Не бойся Он и не заметит. А выпь на Украине недаром зовут «бугай». Крик ее в ночной глухоте то ли низкое, сотрясающее мир, тяжелое мычание, то ли буханье огромных легких в глухое ведро. Выпь и не думает удирать, если подходишь. Она поставит клюв вверх, вся пружинно вытянется назад, в камыши, один клюв вверх торчит — камыш и камыш. Нашему ленивому кобелю Казимиру, который случайно на нее напоролся, чуть глаз не выхватила. Клюв выпи бледный, с серою зеленью, длиной с указательный палец, шея — от локтя моего приблизительно до ладони. Мясо — по вкусу — вполне обыкновенное, даже мягкое в лапшовом супе с картошкой и луком. Эта выпь на рассвете летела высоко. «Хочешь — поближе глянуть?» — «Хочу!» — хищно сказала я. И выпь сразу убили. Как же, однако, совместить мою ликующую хищность с моими же, вышеизложенными, вегетарианскими слюнями насчет бедной сайры? Видимо — исключительно посредством возлюбленного моего Принципа дополнительности Бора: две этих точки зрения, взаимно исключающие друг друга, одновременно восприняты быть не могут, с возникновением одной информации другая — наоборот — начисто утрачивается, хоть все равно существует же, но только обе они — вкупе и в дополнительности друг к другу — позволяют получить посильно доступное и посильно физически объективное представление о многогранности моей личности.

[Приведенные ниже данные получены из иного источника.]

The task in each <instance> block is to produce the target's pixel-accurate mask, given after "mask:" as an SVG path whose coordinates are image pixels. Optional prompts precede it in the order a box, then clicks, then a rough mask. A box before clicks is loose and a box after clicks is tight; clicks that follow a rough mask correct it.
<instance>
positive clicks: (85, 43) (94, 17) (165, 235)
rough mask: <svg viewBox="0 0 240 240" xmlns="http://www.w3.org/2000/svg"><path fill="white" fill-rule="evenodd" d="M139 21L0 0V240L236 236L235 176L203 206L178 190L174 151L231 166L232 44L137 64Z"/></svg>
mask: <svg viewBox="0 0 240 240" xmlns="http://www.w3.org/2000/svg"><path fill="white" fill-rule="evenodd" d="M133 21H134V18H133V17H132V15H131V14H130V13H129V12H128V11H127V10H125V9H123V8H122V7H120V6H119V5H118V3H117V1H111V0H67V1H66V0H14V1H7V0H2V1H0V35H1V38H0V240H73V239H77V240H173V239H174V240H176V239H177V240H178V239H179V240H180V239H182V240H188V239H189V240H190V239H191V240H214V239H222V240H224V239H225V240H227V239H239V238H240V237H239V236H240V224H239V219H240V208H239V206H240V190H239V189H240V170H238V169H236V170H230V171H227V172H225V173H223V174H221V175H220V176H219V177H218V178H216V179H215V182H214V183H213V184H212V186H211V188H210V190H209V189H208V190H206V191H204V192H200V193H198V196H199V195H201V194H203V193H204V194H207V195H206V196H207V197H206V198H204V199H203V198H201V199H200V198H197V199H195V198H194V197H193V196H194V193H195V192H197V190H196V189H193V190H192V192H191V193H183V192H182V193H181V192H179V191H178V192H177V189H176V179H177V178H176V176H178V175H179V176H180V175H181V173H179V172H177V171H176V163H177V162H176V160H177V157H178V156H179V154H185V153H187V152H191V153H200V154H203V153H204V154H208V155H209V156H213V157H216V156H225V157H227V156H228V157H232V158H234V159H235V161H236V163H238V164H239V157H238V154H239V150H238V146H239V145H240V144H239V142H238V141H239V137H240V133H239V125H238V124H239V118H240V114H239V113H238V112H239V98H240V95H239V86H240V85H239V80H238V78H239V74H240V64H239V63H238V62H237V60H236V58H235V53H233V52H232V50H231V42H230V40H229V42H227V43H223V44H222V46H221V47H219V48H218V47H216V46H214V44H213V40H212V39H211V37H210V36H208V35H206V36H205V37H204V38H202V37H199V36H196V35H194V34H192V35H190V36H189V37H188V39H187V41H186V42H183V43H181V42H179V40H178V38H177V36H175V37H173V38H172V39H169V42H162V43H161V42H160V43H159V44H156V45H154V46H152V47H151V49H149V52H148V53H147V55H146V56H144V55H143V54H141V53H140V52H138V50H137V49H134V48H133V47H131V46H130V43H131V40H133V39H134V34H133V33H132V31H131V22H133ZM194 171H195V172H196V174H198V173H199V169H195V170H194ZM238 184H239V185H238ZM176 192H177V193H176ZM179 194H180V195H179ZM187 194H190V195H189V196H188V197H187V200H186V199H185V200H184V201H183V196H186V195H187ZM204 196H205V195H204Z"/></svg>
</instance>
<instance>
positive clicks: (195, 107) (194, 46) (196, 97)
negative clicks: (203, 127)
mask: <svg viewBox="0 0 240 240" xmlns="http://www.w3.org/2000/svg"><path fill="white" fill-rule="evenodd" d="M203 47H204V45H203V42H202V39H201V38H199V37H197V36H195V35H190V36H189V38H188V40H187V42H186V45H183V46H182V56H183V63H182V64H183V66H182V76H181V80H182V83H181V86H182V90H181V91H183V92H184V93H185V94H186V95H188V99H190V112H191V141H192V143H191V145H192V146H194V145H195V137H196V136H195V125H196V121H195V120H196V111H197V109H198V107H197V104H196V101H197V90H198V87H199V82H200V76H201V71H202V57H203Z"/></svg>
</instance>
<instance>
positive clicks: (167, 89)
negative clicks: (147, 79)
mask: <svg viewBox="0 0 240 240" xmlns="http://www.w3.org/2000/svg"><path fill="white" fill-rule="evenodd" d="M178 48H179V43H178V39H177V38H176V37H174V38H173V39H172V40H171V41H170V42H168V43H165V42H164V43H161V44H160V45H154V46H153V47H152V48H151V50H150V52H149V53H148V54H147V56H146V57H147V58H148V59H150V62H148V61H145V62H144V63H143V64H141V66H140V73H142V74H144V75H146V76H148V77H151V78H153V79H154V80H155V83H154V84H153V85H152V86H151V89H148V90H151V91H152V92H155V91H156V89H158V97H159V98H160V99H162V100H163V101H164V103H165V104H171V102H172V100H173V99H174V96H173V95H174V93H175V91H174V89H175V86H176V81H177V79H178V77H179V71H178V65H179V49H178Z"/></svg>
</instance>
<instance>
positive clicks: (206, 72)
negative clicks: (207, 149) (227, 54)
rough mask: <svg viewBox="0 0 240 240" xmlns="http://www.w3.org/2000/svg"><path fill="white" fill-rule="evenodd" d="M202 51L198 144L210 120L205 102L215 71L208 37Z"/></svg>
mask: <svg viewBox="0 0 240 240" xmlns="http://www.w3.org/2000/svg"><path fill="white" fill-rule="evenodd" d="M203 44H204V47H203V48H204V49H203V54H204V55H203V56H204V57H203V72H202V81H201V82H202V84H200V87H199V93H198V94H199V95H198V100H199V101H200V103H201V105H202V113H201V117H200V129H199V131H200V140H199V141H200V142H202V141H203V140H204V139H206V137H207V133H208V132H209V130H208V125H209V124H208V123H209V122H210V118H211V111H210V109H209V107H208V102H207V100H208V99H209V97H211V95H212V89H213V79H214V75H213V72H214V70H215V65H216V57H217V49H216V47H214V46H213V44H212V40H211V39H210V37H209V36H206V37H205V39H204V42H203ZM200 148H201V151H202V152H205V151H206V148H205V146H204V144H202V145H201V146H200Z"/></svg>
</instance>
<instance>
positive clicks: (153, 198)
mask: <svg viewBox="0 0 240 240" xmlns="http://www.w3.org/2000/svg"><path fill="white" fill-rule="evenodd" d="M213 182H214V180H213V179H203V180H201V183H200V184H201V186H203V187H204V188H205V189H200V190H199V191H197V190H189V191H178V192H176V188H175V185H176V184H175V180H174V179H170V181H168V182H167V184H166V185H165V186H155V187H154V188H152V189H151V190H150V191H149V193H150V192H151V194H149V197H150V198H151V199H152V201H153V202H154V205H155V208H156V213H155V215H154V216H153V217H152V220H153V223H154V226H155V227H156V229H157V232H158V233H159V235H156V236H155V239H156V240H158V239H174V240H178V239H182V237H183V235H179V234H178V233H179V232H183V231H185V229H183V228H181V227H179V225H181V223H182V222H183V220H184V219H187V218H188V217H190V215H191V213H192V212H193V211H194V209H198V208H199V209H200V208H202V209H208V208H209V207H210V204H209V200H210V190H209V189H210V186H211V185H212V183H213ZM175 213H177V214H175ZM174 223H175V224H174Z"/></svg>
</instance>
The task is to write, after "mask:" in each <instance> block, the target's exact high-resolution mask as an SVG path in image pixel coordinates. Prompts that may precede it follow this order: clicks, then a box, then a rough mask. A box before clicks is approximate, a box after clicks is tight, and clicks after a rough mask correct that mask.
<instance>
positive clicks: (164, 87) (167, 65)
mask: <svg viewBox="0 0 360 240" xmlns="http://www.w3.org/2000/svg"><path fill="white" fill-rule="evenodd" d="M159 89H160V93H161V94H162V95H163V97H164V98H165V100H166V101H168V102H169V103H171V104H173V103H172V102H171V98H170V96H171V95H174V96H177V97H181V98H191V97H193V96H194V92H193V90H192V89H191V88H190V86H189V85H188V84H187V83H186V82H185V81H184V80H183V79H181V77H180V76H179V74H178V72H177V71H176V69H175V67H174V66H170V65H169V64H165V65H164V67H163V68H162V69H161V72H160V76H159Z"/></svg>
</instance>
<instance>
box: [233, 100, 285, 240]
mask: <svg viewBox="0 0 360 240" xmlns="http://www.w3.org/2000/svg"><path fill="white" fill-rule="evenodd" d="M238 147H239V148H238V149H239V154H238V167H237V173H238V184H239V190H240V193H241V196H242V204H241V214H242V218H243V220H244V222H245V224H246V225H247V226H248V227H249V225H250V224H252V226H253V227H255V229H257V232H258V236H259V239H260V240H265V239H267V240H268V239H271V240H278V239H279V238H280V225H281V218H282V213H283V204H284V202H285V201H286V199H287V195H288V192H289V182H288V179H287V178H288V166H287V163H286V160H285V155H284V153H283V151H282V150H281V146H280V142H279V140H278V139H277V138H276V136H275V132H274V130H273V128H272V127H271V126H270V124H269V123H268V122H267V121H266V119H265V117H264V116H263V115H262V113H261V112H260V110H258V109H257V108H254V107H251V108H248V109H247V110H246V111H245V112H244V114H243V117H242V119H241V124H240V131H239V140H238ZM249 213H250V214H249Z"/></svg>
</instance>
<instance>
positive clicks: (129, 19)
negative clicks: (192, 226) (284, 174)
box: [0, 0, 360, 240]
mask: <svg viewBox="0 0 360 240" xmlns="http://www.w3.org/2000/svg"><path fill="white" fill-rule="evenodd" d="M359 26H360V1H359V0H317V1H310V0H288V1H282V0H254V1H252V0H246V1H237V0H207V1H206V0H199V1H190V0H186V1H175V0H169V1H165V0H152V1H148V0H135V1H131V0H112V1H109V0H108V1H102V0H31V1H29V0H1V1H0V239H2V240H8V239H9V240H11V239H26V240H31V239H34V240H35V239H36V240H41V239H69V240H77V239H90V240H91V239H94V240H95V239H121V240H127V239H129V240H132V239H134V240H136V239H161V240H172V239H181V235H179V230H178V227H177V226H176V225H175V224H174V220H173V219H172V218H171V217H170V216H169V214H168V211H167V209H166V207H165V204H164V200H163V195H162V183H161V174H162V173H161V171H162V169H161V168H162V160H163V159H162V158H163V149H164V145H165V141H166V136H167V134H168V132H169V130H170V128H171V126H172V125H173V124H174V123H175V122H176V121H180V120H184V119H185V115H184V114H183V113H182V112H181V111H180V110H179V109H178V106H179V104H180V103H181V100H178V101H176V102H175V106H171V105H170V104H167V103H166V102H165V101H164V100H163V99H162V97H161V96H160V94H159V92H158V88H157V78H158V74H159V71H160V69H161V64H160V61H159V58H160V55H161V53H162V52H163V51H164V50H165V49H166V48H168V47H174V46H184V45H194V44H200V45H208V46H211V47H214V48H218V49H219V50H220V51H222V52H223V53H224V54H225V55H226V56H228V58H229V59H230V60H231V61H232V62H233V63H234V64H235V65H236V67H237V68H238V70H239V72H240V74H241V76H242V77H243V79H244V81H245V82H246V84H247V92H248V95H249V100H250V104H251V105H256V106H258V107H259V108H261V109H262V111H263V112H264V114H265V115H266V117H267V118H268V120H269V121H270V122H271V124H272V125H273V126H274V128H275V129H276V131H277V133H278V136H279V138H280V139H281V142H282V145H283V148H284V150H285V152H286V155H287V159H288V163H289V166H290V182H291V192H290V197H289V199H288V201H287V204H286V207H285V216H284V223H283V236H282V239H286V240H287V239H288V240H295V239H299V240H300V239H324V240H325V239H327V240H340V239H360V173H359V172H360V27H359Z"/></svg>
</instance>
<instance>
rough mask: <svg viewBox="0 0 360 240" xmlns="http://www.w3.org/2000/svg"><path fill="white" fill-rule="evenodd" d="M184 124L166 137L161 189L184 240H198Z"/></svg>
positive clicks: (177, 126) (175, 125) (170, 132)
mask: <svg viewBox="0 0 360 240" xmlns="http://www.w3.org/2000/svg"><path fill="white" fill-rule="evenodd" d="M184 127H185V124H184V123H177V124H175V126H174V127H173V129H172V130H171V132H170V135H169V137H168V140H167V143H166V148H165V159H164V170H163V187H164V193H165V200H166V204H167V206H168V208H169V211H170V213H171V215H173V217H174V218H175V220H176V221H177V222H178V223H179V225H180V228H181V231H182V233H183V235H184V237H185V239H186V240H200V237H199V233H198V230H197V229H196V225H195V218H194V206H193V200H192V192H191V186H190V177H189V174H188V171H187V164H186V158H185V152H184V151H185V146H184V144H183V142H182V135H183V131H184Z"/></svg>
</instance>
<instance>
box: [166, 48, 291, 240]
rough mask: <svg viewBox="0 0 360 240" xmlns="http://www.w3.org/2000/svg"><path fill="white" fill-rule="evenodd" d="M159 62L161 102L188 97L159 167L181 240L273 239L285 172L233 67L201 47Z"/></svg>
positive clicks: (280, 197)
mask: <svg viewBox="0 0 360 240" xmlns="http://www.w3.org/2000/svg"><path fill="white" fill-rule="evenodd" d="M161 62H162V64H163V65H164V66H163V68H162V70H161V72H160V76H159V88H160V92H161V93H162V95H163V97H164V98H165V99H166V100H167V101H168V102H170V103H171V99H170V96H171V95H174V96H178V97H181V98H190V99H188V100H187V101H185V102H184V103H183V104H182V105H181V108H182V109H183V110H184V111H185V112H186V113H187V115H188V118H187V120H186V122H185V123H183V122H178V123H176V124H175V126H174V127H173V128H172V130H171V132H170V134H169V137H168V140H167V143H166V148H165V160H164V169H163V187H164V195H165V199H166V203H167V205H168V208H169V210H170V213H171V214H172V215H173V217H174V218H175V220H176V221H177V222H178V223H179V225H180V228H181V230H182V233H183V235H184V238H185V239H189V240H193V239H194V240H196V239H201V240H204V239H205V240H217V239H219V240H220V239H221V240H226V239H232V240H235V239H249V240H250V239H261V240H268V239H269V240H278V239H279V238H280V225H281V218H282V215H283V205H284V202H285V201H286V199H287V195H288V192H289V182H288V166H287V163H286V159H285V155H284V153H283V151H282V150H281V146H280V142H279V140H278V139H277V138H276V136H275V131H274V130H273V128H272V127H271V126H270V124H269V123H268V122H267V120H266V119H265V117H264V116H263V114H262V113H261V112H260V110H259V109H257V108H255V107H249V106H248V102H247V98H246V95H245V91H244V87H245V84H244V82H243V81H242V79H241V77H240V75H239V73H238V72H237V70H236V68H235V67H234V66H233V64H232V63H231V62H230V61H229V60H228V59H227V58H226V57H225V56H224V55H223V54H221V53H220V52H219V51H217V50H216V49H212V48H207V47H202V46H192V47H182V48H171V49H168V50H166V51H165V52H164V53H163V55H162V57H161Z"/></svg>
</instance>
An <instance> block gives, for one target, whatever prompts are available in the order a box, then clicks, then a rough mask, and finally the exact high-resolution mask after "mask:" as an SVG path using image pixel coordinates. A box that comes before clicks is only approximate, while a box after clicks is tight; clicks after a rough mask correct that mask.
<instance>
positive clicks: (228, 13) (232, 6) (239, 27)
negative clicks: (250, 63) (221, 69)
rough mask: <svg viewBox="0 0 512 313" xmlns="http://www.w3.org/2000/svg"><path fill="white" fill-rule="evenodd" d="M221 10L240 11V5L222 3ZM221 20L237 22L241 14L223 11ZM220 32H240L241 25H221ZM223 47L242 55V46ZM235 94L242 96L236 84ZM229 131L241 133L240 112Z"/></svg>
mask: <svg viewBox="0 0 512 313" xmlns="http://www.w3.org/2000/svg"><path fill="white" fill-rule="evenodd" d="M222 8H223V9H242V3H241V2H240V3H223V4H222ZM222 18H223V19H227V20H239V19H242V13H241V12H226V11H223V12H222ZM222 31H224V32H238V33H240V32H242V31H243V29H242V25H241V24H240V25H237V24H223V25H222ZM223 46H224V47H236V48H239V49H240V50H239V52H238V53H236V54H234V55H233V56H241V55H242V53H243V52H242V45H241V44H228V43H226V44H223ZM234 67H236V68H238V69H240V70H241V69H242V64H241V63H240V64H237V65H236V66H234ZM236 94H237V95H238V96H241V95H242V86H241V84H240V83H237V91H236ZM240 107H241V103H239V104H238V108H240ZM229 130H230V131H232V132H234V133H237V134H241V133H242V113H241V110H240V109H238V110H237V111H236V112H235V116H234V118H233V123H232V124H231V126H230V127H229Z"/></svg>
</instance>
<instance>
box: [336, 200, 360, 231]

Тоска была шаром. Этот шар был слоистым, пожалуй — кокон. Внутри кокона был тепловатый, истлевающий собственной безысходностью воздух. И душа моя неловко ворочалась в нем, как ребенок под одеялом, ища уютное и спокойное место, чтобы заснуть. Но места такого ей не было, потому что боль (Машка это точнее определяет — как «килу души») была всюду и боль эта была замкнута сама на себя, как шар. О, могущество геометрических фигур, из которых нет выхода! Все это уже было у меня — такыр, тамдыр, маразм, энтузиазм, изысканный запах цветущего кандыма, уже от него воротит, а ушастую круглоголовку, небось, давно воротит от меня, не было разве что пустынных клещей да овсяных щей. Разве об этом надо писать? Это все разлитая по блюдцу бессильная любознательность заместо серной кислоты, моча же белки-летяги прожигает волчью шкуру (постлатую, правда, на пол), вот это концентрация.